Wednesday, 31 August 2016

teaching - How to motivate students to debug their work independently


For the last few semesters, I have taught a graduate-level course (mixture of Master's and PhD students) that has a very substantial data analysis component in which every assignment involves analyzing data based on what was covered in the prior 1-2 week's worth of lectures. The prerequisite is my university's introductory statistics course, which teaches students basic statistics (t-tests, z-tests, linear regression, etc). We recommend a particular statistical language to use and provide coding suggestions in that language, but students are also free to use whatever they feel most comfortable using.

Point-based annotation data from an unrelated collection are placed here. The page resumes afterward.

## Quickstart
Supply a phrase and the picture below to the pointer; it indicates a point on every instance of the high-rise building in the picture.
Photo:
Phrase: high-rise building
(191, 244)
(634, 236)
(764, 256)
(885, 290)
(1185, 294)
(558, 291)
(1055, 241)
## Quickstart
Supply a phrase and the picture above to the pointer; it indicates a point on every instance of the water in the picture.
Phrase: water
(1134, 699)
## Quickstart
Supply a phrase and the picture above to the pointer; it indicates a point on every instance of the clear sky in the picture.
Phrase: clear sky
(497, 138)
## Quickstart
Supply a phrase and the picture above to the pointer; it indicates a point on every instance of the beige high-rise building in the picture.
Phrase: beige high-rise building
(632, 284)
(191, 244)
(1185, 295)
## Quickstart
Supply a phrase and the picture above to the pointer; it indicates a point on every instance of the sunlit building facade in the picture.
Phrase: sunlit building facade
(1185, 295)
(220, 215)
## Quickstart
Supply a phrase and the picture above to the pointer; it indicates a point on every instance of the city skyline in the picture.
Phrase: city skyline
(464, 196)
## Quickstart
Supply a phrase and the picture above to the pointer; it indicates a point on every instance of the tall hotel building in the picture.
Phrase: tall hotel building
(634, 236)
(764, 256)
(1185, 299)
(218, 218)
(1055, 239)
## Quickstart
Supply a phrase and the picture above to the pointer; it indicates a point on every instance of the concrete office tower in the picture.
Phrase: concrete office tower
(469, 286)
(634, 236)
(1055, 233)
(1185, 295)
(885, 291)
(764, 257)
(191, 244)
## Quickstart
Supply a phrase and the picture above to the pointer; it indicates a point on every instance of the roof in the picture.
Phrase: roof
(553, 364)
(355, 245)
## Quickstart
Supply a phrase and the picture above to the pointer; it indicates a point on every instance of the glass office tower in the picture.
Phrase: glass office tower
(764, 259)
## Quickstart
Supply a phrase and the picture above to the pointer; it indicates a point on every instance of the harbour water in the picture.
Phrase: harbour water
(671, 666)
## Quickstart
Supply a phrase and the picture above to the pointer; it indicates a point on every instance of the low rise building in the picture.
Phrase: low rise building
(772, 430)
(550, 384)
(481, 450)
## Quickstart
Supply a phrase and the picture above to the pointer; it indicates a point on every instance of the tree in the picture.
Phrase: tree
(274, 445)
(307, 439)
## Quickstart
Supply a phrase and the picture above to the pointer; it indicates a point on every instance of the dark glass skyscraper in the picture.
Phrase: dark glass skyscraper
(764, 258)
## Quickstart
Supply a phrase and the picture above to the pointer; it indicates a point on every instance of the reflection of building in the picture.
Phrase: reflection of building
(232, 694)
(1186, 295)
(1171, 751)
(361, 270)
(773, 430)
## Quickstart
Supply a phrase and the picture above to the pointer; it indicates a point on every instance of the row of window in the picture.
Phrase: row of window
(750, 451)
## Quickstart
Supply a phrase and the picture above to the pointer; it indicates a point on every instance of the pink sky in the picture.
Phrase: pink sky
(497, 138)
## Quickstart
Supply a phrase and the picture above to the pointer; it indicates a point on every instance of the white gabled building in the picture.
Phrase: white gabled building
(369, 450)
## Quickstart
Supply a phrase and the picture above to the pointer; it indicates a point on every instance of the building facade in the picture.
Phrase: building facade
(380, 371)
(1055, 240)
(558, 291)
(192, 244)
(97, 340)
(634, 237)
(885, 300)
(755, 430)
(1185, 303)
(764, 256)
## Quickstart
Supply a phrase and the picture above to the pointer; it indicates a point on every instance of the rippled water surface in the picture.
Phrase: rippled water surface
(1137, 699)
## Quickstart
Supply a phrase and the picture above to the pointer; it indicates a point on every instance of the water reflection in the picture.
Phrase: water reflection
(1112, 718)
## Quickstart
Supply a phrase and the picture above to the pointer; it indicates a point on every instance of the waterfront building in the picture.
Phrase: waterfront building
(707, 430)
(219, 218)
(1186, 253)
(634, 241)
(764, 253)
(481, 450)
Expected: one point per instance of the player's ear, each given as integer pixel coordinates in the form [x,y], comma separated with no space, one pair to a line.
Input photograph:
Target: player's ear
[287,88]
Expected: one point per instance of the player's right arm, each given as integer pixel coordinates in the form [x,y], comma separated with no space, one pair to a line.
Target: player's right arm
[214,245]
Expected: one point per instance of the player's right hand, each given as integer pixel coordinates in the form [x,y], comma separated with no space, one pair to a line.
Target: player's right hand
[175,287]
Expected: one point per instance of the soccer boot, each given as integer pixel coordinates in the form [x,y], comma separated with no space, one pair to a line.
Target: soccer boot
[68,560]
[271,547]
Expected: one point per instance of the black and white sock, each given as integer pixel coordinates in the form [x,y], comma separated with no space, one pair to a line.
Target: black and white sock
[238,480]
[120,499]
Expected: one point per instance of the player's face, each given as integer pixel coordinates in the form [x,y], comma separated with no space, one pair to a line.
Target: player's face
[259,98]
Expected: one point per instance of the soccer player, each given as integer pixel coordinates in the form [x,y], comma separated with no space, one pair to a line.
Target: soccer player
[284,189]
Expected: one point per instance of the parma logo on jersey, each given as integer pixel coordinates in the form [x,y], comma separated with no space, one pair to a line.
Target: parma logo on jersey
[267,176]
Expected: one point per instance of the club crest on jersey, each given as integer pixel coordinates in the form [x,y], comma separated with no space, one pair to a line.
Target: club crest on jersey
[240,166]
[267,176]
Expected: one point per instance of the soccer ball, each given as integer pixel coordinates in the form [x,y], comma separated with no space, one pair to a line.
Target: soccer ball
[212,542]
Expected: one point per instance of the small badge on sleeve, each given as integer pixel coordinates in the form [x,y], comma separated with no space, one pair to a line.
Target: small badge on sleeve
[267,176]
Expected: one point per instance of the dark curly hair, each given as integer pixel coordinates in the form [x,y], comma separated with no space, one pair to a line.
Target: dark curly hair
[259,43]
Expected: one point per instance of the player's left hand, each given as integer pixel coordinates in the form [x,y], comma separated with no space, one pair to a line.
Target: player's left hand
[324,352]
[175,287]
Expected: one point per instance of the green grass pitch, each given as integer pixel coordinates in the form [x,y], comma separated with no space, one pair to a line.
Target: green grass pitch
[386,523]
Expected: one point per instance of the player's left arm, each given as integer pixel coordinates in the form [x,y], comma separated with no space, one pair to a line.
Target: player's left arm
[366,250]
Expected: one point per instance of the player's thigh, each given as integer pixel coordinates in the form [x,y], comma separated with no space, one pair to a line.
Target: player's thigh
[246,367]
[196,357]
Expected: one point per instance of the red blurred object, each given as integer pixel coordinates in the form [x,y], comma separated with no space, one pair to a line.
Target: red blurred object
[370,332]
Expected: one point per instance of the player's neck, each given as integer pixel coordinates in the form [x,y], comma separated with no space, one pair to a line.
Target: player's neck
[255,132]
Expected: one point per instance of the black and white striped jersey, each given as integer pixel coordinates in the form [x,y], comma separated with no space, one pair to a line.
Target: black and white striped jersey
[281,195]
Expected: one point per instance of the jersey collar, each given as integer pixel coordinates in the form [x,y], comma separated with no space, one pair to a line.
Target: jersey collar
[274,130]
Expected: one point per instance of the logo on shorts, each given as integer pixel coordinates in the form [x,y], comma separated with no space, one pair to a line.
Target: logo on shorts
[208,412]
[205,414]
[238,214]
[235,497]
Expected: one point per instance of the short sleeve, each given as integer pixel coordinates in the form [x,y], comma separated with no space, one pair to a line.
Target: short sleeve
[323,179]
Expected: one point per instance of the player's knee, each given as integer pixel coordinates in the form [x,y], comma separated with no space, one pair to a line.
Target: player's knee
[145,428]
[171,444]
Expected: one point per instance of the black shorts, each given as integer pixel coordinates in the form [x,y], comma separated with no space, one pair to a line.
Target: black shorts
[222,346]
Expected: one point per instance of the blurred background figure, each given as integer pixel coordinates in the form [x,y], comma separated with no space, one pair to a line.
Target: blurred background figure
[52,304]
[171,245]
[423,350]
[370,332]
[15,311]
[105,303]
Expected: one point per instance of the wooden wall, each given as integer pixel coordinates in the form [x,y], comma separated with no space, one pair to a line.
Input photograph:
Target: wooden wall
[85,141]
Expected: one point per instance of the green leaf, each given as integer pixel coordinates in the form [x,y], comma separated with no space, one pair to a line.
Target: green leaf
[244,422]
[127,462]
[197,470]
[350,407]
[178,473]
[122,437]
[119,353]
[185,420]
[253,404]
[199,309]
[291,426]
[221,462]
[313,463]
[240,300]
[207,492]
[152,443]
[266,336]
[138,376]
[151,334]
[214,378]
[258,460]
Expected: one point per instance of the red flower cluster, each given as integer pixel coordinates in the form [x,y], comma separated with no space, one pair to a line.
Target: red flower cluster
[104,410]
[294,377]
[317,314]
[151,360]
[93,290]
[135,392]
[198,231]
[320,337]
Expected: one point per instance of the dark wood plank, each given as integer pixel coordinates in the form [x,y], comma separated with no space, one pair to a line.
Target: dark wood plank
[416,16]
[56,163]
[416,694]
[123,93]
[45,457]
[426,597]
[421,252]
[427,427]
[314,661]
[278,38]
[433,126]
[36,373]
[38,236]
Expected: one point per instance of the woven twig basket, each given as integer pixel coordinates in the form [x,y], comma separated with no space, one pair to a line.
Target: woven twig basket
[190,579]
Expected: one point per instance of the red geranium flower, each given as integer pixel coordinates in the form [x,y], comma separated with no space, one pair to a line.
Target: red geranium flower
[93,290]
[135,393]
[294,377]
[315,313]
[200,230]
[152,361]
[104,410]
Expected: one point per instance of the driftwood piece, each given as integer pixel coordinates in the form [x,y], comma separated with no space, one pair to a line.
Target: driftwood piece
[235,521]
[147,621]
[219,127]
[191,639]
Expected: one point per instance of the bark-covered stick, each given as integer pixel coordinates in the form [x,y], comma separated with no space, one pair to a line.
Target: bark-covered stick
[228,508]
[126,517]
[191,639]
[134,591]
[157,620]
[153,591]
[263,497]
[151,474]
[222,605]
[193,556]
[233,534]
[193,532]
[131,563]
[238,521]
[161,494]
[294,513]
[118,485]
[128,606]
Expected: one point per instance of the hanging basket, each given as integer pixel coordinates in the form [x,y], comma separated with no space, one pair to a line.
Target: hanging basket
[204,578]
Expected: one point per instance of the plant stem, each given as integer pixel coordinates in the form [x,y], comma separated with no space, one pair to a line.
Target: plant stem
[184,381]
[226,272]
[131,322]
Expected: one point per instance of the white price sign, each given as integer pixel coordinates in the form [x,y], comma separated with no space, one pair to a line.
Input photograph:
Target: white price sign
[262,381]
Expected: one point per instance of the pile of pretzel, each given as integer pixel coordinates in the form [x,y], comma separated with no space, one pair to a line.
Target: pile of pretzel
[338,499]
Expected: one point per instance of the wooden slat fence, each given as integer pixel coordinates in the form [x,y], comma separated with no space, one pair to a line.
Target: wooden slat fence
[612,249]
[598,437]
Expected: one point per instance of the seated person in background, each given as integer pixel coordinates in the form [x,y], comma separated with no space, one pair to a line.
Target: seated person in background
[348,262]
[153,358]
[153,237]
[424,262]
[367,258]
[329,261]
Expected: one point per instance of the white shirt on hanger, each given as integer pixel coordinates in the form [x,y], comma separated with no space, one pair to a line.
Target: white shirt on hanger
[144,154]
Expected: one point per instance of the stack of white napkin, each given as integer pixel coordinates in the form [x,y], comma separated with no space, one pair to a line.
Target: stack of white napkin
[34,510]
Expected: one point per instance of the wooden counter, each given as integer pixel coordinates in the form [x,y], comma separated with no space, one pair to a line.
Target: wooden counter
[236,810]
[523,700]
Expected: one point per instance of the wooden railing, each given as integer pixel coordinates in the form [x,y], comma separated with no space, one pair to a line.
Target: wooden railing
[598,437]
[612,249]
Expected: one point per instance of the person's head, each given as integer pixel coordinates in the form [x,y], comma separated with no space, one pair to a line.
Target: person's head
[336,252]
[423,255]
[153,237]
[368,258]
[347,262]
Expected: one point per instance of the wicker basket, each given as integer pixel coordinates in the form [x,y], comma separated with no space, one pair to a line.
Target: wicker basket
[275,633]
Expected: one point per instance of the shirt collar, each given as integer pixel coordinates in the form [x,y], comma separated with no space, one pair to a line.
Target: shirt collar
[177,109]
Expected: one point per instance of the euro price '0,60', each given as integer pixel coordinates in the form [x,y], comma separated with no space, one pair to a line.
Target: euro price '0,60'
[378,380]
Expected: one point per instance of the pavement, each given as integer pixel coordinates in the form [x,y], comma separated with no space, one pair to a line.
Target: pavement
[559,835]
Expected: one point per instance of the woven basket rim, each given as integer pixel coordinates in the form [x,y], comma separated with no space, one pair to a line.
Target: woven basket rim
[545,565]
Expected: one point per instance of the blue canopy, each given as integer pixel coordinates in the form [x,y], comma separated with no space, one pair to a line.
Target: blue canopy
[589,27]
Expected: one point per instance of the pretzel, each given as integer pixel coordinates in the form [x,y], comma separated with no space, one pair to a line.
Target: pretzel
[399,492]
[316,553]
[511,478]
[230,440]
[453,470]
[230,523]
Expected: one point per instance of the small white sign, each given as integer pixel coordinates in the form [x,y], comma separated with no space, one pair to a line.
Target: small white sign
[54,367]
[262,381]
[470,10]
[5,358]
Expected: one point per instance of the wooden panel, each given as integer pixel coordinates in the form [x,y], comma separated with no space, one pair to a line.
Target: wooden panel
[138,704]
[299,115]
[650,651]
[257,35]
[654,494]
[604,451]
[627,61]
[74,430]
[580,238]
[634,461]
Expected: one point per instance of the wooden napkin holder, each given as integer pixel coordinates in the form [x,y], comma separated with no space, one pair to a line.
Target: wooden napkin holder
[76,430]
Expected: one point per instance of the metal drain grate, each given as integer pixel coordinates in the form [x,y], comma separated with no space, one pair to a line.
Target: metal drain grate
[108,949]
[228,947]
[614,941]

Increasingly, I am finding that students in the course rely on me to solve every coding error or problem they encounter, and in many cases, the top hit of a Google search for the error/problem suggests more or less what I would have as well. Some students are "repeat offenders" in that even when I show them how to use Google to look for debugging help, they still come to me with Google-able questions.


I want to be sympathetic to students who may not have much statistical computing experience beyond the introductory statistics course we teach, but at the same time, I feel that graduate-level students need to be able to solve these sorts of questions on their own. In my field, you cannot survive without knowing how to write code to analyze data, and part of that is knowing how to debug your code when inevitable errors/bugs arise.


Has anyone run into this sort of issue before, and what, if anything, helped?